The climate movement needs a strong high-profile campaign encouraging bank customers to switch, or to notify the bank that they will switch if it does not improve by a specified date. This campaign would be most effective by targeting one selected bank at a time in each country, maximizing our pressure, and showing its competitors that they would face the same pressure if they failed to improve. Talking to customers outside bank branches would be a Covid-safe activity, but in addition much of this campaigning could be via social media.

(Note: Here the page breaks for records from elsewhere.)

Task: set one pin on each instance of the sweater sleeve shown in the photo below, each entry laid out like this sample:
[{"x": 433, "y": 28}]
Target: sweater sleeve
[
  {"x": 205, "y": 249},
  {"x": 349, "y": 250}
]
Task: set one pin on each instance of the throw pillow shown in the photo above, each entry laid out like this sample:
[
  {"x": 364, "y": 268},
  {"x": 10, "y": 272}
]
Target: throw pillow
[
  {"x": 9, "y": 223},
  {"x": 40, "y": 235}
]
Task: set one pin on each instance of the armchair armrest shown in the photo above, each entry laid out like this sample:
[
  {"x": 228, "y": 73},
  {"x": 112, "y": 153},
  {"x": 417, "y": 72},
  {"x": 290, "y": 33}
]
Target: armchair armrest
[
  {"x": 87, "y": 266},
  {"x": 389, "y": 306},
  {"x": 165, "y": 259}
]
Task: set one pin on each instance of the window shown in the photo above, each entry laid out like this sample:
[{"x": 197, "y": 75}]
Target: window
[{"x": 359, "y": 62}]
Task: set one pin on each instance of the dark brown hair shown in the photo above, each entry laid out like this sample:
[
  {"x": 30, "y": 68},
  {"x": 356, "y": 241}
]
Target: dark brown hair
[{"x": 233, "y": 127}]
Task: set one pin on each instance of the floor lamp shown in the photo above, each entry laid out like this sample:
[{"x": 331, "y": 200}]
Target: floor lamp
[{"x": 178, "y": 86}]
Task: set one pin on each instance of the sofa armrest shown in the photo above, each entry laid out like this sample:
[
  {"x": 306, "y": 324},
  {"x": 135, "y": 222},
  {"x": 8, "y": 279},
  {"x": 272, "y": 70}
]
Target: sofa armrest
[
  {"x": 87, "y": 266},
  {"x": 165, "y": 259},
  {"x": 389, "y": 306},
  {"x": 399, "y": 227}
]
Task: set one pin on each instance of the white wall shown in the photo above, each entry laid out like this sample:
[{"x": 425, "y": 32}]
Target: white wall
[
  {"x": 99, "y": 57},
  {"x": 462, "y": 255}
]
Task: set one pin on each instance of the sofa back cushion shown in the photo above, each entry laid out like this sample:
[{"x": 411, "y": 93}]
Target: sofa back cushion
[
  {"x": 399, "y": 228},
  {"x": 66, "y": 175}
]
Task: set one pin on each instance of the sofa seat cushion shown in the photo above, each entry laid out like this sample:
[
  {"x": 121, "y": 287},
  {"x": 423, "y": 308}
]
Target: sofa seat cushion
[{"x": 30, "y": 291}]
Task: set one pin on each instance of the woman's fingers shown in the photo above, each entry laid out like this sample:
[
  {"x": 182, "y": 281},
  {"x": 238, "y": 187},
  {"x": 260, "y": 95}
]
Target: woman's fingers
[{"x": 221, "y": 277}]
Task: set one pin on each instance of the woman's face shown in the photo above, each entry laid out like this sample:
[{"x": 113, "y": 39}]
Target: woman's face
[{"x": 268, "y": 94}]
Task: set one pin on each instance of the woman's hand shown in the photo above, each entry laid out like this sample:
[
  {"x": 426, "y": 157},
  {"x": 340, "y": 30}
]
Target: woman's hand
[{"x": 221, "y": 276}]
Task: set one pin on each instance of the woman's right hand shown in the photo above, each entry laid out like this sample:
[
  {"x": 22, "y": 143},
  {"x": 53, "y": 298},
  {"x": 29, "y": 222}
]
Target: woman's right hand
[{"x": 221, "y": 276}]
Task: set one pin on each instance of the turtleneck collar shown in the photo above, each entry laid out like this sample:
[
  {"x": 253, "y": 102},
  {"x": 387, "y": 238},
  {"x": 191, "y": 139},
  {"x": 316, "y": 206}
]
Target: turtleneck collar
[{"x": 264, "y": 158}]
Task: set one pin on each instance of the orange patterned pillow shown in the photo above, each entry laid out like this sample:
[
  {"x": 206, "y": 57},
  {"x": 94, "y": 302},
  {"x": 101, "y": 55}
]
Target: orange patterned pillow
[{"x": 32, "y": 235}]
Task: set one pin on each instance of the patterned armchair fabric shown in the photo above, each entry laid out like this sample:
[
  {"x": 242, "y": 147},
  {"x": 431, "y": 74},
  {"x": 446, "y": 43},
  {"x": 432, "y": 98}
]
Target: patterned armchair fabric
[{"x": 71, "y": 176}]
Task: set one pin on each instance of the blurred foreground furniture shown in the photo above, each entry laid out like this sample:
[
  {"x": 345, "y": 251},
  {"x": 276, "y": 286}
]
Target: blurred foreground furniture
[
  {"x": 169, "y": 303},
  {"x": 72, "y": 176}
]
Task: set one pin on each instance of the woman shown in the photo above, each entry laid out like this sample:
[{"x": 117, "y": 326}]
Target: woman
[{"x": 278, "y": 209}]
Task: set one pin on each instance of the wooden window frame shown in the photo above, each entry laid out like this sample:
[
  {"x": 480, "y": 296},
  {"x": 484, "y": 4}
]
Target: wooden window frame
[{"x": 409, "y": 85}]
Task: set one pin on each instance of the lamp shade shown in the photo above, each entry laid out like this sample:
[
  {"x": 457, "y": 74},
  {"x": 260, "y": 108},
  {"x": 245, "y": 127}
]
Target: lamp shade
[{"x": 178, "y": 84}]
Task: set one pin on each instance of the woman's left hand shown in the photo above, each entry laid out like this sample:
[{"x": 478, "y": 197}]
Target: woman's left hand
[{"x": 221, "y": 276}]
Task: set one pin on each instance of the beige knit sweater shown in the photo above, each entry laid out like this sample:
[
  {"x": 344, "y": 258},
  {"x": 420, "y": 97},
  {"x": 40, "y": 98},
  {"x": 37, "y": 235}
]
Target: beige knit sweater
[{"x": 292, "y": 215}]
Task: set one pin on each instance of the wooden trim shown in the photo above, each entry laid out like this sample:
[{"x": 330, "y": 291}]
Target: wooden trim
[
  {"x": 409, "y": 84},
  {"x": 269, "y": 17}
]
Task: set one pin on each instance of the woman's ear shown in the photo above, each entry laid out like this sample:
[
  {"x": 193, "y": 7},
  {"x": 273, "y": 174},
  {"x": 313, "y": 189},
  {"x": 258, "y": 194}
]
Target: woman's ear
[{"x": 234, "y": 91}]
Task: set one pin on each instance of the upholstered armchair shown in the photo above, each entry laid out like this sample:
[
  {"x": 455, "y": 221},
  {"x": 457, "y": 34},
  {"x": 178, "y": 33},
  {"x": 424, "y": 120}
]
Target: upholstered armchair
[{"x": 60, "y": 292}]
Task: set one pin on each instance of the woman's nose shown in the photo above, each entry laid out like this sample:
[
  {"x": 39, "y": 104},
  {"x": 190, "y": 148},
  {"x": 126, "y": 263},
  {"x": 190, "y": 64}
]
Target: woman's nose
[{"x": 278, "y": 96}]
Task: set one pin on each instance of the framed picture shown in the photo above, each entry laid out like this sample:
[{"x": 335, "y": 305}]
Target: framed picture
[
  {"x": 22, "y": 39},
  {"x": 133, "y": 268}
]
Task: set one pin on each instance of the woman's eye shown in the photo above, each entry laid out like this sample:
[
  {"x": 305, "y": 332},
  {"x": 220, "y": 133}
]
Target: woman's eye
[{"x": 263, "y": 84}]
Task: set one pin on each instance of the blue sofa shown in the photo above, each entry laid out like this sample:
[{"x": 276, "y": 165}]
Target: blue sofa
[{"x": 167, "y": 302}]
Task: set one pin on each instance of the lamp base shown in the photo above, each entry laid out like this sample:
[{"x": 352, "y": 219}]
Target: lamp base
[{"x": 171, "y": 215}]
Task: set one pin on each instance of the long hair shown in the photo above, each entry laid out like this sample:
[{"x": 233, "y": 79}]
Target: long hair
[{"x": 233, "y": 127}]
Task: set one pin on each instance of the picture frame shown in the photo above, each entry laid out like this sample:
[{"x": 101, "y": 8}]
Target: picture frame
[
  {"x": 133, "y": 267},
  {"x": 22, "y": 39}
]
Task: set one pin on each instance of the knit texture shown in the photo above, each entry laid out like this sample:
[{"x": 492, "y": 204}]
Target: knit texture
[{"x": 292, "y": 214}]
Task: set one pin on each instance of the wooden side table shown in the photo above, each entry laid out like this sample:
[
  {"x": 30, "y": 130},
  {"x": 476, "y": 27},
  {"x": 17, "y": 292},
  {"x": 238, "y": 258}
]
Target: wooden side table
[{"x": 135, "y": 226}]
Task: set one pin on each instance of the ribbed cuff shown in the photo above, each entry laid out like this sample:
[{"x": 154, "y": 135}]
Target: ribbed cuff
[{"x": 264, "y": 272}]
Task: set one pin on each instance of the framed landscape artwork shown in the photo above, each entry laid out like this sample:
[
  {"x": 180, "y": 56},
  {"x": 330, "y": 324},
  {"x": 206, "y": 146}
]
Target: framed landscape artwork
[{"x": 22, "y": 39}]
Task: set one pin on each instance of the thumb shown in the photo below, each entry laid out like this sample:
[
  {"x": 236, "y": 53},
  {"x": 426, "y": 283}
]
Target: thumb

Well-targeted direct action
There are several other polluting sectors of the economy which could be weakened by activist pressure. These include manufacturers and retailers of high-emission cars, and companies selling goods which are imported by air for purely commercial reasons. I will not forewarn the others by naming them here. There are large numbers of activists who would be keen to name, shame and obstruct such companies. Such actions, targeting high-emissions products used only by affluent people, or products for which there are relatively low-emissions substitutes from other brands, would appear justifiable in many people’s eyes. Therefore these actions would be far more effective than the untargeted tactics of those organisations whose direct action has inconvenienced many ordinary people and risked harmful publicity. Sustained actions against such targets would show the markets that the prospects for high-emissions companies are poor, and thus boost investment in low-carbon products instead.
Such actions should be undertaken by organisations with names that highlight their responsible approach, e.g. ‘Climate Protectors’, rather than names whose connotations are negative for many people, or which polling has shown to be unpopular and lack credibility. The actions would encourage citizens by showing that the climate movement has the ability to reduce climate breakdown, and would also remind them that all excessive carbon footprints need to be reduced, strengthening norms of low-carbon consumption. Above all, such actions would increase the climate movement’s power, motivating companies to cut their emissions soon, and would show citizens that the climate emergency justifies radical direct action.